Hi, I’m Uladzislau. I’m a generalist in a full‑time career transition toward impact, trying to spend my most productive hours and real‑world org‑building skills on important, neglected, and tractable problems by joining or starting a high‑impact organization.
Right now I’m especially interested in field‑building for AI safety (including better pipelines for generalist/ops talent) and in humanity’s resilience to AI and other global catastrophic risks, with a focus on our epistemic and cognitive readiness for fast change. I’m also open to other high‑impact causes where there’s good evidence for stronger counterfactual impact and personal fit.
I’ve spent 10+ years building evidence‑driven operations and helping small businesses grow into international companies during crises—spotting bottlenecks, owning solutions, and setting up durable functions in finance, project management, PR, and more.

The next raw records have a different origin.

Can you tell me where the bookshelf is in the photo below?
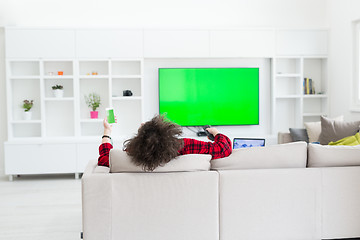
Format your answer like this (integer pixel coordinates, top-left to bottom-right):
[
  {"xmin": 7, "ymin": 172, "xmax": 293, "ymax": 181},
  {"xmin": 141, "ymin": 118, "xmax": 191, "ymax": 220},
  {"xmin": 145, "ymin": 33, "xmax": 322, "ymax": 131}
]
[
  {"xmin": 5, "ymin": 58, "xmax": 143, "ymax": 179},
  {"xmin": 7, "ymin": 59, "xmax": 143, "ymax": 140},
  {"xmin": 272, "ymin": 56, "xmax": 328, "ymax": 134}
]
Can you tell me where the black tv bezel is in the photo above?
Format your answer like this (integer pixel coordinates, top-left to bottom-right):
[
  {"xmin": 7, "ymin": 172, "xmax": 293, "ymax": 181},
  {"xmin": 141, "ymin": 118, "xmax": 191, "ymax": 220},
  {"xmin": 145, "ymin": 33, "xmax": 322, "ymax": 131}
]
[{"xmin": 158, "ymin": 67, "xmax": 260, "ymax": 127}]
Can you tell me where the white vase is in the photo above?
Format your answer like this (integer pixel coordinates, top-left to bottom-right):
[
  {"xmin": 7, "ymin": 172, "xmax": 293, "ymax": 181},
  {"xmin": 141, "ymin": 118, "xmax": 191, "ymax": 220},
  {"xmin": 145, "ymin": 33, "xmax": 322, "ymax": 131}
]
[
  {"xmin": 23, "ymin": 111, "xmax": 31, "ymax": 121},
  {"xmin": 53, "ymin": 89, "xmax": 64, "ymax": 98}
]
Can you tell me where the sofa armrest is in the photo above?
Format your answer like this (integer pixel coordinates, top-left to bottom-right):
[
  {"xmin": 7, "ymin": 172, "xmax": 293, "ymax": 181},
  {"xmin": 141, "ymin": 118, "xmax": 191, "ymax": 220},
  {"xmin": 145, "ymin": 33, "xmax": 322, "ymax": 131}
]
[{"xmin": 278, "ymin": 132, "xmax": 293, "ymax": 144}]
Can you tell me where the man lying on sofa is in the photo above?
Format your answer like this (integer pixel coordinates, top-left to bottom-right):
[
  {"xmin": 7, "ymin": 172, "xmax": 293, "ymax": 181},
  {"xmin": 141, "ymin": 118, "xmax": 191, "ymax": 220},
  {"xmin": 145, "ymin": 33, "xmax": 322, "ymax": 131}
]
[{"xmin": 98, "ymin": 115, "xmax": 232, "ymax": 171}]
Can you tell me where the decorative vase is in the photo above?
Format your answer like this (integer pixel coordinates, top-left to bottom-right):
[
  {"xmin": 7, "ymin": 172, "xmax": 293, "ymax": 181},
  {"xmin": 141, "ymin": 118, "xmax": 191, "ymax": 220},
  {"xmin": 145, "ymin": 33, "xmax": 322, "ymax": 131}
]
[
  {"xmin": 23, "ymin": 111, "xmax": 31, "ymax": 121},
  {"xmin": 90, "ymin": 111, "xmax": 99, "ymax": 119},
  {"xmin": 53, "ymin": 89, "xmax": 64, "ymax": 98}
]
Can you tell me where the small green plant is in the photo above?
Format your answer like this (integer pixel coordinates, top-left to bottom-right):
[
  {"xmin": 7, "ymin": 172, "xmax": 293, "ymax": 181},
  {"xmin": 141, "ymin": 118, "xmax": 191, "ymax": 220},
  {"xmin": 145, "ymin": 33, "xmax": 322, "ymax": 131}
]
[
  {"xmin": 23, "ymin": 100, "xmax": 34, "ymax": 112},
  {"xmin": 85, "ymin": 93, "xmax": 101, "ymax": 111},
  {"xmin": 52, "ymin": 84, "xmax": 64, "ymax": 90}
]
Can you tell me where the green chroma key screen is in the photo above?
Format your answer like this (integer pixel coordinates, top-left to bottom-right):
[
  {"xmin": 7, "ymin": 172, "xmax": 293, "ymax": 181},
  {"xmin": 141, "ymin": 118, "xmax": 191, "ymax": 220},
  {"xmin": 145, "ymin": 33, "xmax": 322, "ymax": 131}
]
[{"xmin": 159, "ymin": 68, "xmax": 259, "ymax": 126}]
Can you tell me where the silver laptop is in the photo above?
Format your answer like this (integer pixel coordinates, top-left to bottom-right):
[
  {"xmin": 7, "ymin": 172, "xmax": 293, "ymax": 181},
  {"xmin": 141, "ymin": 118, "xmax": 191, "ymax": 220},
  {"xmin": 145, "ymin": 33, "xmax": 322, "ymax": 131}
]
[{"xmin": 233, "ymin": 138, "xmax": 265, "ymax": 149}]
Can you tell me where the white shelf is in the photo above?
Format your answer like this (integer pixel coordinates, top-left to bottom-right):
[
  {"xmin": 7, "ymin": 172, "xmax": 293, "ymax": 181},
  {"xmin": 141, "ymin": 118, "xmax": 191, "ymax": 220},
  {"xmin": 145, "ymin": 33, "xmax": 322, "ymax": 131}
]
[
  {"xmin": 271, "ymin": 56, "xmax": 329, "ymax": 134},
  {"xmin": 44, "ymin": 75, "xmax": 74, "ymax": 79},
  {"xmin": 44, "ymin": 97, "xmax": 74, "ymax": 102},
  {"xmin": 112, "ymin": 96, "xmax": 142, "ymax": 101},
  {"xmin": 111, "ymin": 75, "xmax": 142, "ymax": 78},
  {"xmin": 11, "ymin": 120, "xmax": 41, "ymax": 124},
  {"xmin": 303, "ymin": 94, "xmax": 328, "ymax": 98},
  {"xmin": 303, "ymin": 112, "xmax": 326, "ymax": 117},
  {"xmin": 80, "ymin": 118, "xmax": 104, "ymax": 123},
  {"xmin": 276, "ymin": 95, "xmax": 301, "ymax": 99},
  {"xmin": 275, "ymin": 73, "xmax": 301, "ymax": 78},
  {"xmin": 10, "ymin": 75, "xmax": 40, "ymax": 79},
  {"xmin": 79, "ymin": 75, "xmax": 109, "ymax": 79}
]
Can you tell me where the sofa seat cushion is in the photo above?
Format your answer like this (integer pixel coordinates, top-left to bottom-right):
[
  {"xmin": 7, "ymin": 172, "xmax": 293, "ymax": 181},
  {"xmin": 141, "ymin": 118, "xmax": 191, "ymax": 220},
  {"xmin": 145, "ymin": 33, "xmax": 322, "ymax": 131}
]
[
  {"xmin": 308, "ymin": 144, "xmax": 360, "ymax": 167},
  {"xmin": 211, "ymin": 142, "xmax": 307, "ymax": 170},
  {"xmin": 319, "ymin": 116, "xmax": 360, "ymax": 145},
  {"xmin": 109, "ymin": 149, "xmax": 211, "ymax": 173}
]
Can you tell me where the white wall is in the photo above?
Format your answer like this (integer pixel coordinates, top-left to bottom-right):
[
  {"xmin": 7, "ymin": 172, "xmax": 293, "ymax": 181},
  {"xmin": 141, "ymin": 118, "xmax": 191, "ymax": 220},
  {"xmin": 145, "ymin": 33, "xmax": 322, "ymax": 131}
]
[
  {"xmin": 0, "ymin": 28, "xmax": 7, "ymax": 176},
  {"xmin": 0, "ymin": 0, "xmax": 330, "ymax": 175},
  {"xmin": 328, "ymin": 0, "xmax": 360, "ymax": 121}
]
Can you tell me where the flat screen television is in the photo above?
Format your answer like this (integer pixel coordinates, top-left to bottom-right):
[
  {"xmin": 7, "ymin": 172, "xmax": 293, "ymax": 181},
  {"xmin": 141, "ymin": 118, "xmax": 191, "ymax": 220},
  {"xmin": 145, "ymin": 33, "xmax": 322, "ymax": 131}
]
[{"xmin": 159, "ymin": 68, "xmax": 259, "ymax": 126}]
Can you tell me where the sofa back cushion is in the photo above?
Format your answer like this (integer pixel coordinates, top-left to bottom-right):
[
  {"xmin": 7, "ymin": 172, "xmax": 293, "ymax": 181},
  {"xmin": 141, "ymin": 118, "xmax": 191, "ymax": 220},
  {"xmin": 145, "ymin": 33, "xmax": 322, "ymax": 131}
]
[
  {"xmin": 211, "ymin": 142, "xmax": 307, "ymax": 170},
  {"xmin": 308, "ymin": 144, "xmax": 360, "ymax": 167},
  {"xmin": 109, "ymin": 149, "xmax": 211, "ymax": 173}
]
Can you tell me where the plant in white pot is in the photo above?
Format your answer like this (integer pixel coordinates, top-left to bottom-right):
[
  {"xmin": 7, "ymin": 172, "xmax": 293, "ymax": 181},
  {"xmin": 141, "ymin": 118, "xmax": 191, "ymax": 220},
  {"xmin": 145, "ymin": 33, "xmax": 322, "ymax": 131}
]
[
  {"xmin": 52, "ymin": 84, "xmax": 64, "ymax": 98},
  {"xmin": 23, "ymin": 100, "xmax": 34, "ymax": 120},
  {"xmin": 85, "ymin": 93, "xmax": 101, "ymax": 119}
]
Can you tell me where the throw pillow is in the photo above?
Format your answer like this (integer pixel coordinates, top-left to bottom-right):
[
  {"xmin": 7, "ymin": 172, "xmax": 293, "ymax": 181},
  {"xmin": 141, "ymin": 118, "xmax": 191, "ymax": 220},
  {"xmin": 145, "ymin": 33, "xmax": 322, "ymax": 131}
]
[
  {"xmin": 211, "ymin": 142, "xmax": 307, "ymax": 170},
  {"xmin": 308, "ymin": 144, "xmax": 360, "ymax": 167},
  {"xmin": 304, "ymin": 116, "xmax": 344, "ymax": 142},
  {"xmin": 109, "ymin": 149, "xmax": 211, "ymax": 173},
  {"xmin": 289, "ymin": 128, "xmax": 309, "ymax": 143},
  {"xmin": 319, "ymin": 116, "xmax": 360, "ymax": 145}
]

I’ve completed and am currently involved in EA‑related 1:1 advisory and accelerator programs, applying for fellowships, and looking for skilled volunteering and test projects where I can test my fit and start contributing to field‑ and org‑building work.
I am curious to read more about EA community’s current takes on humanity’s epistemic resilience in view of growing AI. In other words, I’m wondering: What are the risks that our capacity for curiosity, agency, critical thinking, sourcing, and vetting information, and evaluative decision-making might deteriorate as AI usage increases? How big, tractable, and neglected are these risks, especially as AI systems may reduce our incentives to develop or use these skills?
My intuition is it could drive challenges even with aligned AI and without direct misuse—we as humans could disempower ourselves voluntarily out of mere laziness or lost skills. The risk could be aggravated if, following the “Intelligence Curse” logic, the “powerful actors” see no reasons to keep humans epistemically capable. Besides, it could threaten AI alignment if our capacity to make informed decisions about AI governance diminishes.
I’m now only learning the EA ways and hopefully in some time will be able to myself evaluate whether this is a valid issue or I’m just doomsaying. However, if I imagine that for AI to go well we need both AI aligned with humans and humans evolved for AI, I’m under the impression that current EA efforts lean towards the former more than to the latter. Is my estimate sensible?
Far from claiming to have conclusive evidence, I've made some observations to fuel the above subjective impression. I draw them from reflecting on the information bubble I’m building around myself as I’m now delving into Effective altruism.
For example, as I searched for skilled volunteering opportunities, I reviewed 20 AI orgs through EA-related opportunities boards (EA, 80,000 Hours, ProbablyGood, AISafety, BlueDot Impact, Consultants for Impact). I tried to be impartial, though if I had any bias, it was toward preferring work on epistemic resilience issues. Of these organizations, I found 4 that tackle the issue more or less explicitly—focusing on the human side—compared to 16 that seem to mainly address the AI side.
Also following 80,000 Hours problem profiles and AI articles, BlueDot Impact Future of AI course, EA Forum digest and several AI newsletters of the recent 1-2 months, supplied with some express googling, I extracted 5 more or less explicit mentions on the topic of preparing humans for AI. While I didn’t count precisely, the proportion of articles focusing on AI-side problems (e.g., compute, AI rights, alignment) seemed subjectively much higher. 2 of those 5 specifically tackle intentional misuse, and the rest 3—more general changes in cognitive patterns including but not limited to malevolent usage, e.g., Michael Gerlich’s 2025 study “AI Tools in Society: Impacts on Cognitive Offloading and the Future of Critical Thinking”. I am asking about the latter 3—broader implications for our thinking without bad intentions as a key risk factor.
Does EA community have any view on the topic of our readiness to use AI without degrading? Is my impression about EA community leaning more towards the AI side of the issue vs. the human side of it sensible? Is it a problem, worth exploring further? Are there any drafts on the topic that wait to be published?